Affianco ai provvedimenti normativi che obbligavano la chiusura delle attività commerciali, sono stati regolamentati gli strumenti di sostegno al reddito. I quali, con gravissimi ritardi, ancora ad oggi sono rimasti evasi solo su carta, senza mai davvero essere pagati.

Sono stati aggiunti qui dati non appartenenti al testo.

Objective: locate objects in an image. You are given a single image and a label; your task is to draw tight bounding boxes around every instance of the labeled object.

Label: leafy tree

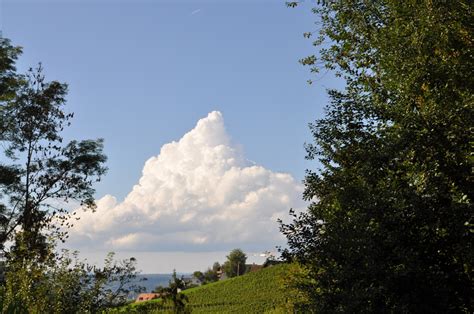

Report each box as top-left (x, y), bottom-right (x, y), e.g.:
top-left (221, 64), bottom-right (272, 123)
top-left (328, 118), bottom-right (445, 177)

top-left (193, 270), bottom-right (204, 282)
top-left (204, 268), bottom-right (219, 284)
top-left (281, 0), bottom-right (474, 313)
top-left (162, 270), bottom-right (188, 313)
top-left (212, 262), bottom-right (221, 272)
top-left (222, 249), bottom-right (247, 278)
top-left (0, 247), bottom-right (143, 313)
top-left (0, 47), bottom-right (106, 258)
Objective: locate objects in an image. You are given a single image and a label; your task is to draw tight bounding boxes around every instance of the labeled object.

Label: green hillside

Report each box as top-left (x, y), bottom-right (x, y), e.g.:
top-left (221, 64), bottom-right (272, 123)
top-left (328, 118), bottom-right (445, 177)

top-left (118, 264), bottom-right (289, 313)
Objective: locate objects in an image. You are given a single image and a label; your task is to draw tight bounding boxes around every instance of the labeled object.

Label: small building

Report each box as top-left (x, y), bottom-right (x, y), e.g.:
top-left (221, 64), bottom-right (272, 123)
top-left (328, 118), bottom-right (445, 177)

top-left (135, 293), bottom-right (161, 302)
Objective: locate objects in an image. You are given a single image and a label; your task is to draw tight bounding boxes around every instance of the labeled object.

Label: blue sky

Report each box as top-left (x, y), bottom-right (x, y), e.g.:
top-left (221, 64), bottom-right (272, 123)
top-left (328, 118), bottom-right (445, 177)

top-left (1, 0), bottom-right (341, 271)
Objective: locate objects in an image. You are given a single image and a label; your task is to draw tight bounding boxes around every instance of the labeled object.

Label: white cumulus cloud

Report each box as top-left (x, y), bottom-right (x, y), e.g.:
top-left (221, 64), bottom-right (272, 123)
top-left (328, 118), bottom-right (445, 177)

top-left (70, 111), bottom-right (304, 251)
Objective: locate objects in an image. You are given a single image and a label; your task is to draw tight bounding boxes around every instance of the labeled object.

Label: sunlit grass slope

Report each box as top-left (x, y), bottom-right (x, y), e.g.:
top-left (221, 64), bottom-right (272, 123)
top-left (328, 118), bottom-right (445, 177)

top-left (119, 264), bottom-right (288, 313)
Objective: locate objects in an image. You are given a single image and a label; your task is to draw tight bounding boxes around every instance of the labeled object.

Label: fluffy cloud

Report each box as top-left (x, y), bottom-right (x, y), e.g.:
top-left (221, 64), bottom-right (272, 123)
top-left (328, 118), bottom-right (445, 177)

top-left (70, 111), bottom-right (304, 251)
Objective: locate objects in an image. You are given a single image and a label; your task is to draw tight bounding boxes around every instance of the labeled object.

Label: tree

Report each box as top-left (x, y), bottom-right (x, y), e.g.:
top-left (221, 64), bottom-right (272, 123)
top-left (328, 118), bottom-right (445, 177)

top-left (222, 249), bottom-right (247, 278)
top-left (0, 247), bottom-right (143, 313)
top-left (0, 59), bottom-right (106, 257)
top-left (162, 270), bottom-right (188, 313)
top-left (281, 0), bottom-right (474, 312)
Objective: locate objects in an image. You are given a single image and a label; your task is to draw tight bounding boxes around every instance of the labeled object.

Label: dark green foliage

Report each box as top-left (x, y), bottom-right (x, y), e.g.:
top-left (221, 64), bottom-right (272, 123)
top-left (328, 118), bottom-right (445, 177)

top-left (222, 249), bottom-right (247, 278)
top-left (0, 46), bottom-right (106, 258)
top-left (282, 0), bottom-right (474, 313)
top-left (155, 270), bottom-right (188, 313)
top-left (0, 251), bottom-right (142, 313)
top-left (193, 262), bottom-right (222, 285)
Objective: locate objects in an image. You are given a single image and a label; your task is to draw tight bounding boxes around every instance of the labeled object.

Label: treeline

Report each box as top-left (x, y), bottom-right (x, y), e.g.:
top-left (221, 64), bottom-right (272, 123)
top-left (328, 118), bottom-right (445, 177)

top-left (281, 0), bottom-right (474, 313)
top-left (0, 38), bottom-right (140, 313)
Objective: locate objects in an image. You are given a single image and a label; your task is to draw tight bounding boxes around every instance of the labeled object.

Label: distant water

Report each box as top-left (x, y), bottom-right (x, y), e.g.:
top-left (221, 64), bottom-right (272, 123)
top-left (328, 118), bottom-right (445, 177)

top-left (125, 274), bottom-right (190, 299)
top-left (137, 274), bottom-right (173, 292)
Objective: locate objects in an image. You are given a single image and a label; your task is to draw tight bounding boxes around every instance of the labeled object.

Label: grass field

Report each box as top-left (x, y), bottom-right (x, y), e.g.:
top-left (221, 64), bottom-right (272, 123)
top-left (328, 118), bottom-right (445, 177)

top-left (115, 264), bottom-right (289, 313)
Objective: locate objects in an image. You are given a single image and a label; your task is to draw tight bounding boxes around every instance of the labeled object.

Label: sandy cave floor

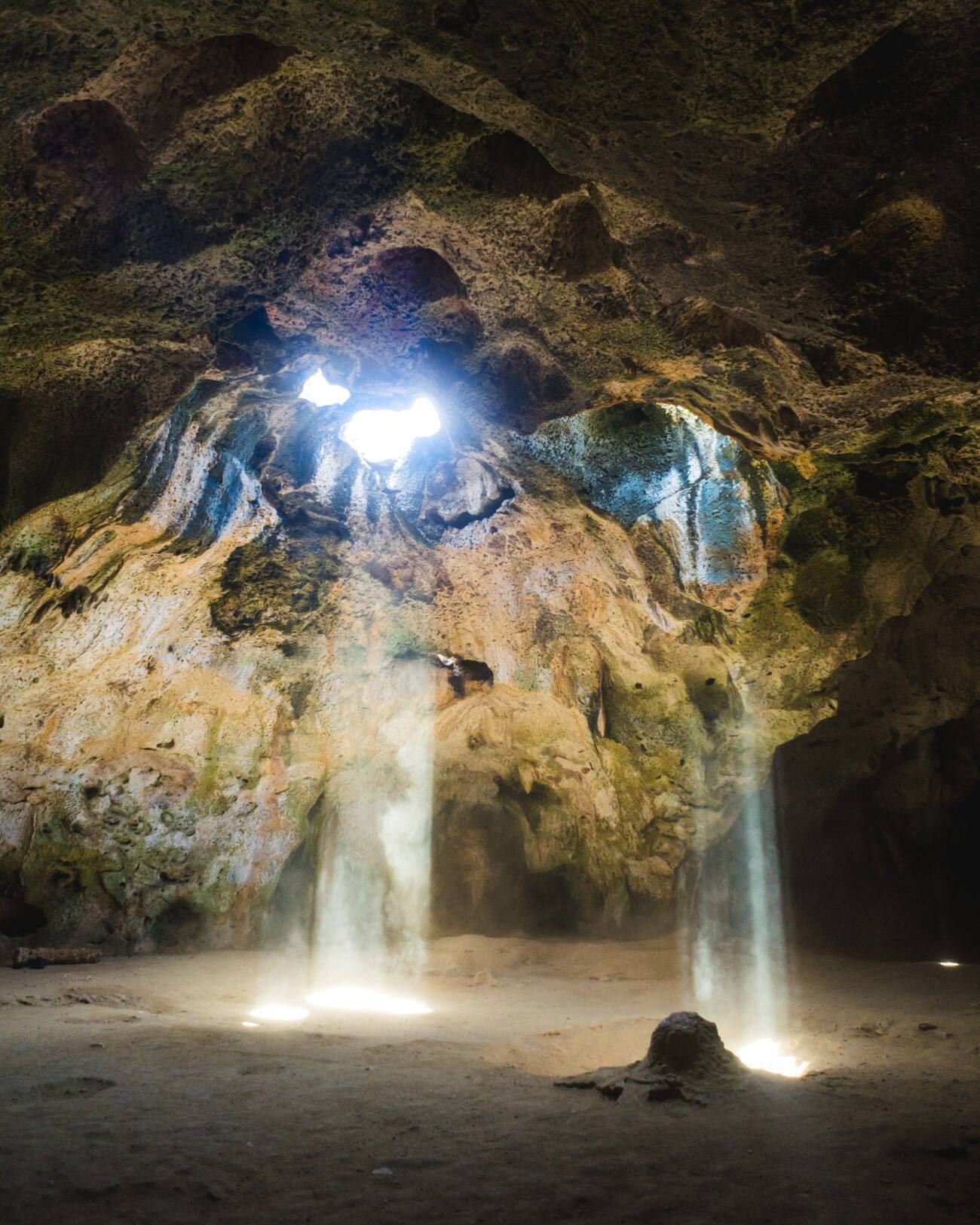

Al netto della strumentalizzazione politica delle necessità dei lavoratori, che ha visto il palleggio di responsabilità tra il Governo e gli esecutivi regionali, il risultato è che i bonifici relativi addirittura al mese di marzo sono ancora attesi. Dunque accanto all’originale insufficienza economica si è aggiunto il drammatico ritardo della sua erogazione.

Infatti, lo strumento Fis, (Fondo Integrativo Salariale) nella sua portata economica per il 2020 è erogabile al netto della riduzione del 5,84% che rimane nella disponibilità del Fondo, ed è pari a 939,89 euro per retribuzioni uguali o inferiori a 2.159,48 euro e a 1.129,66 euro per retribuzioni superiori a 2.159,48 euro (circolare INPS 10 febbraio 2020, n. 20).
Ciò senza riconoscimento degli Assegni Nucleo Familiare, che specie per le famiglie più numerose, rappresentano un’importante risorsa di sostentamento all’interno della busta paga.

Dunque la Fis, ancora più inadeguata degli altri strumenti di sostegno al reddito, applicabile ad interi settori lavorativi e con determinati requisiti quantitativi, tra i quali turismo, commercio e ristorazione, rimane nella sua totale insufficienza, utile solo ad affamare. Briciole, per giunta solo promesse e neanche pagate.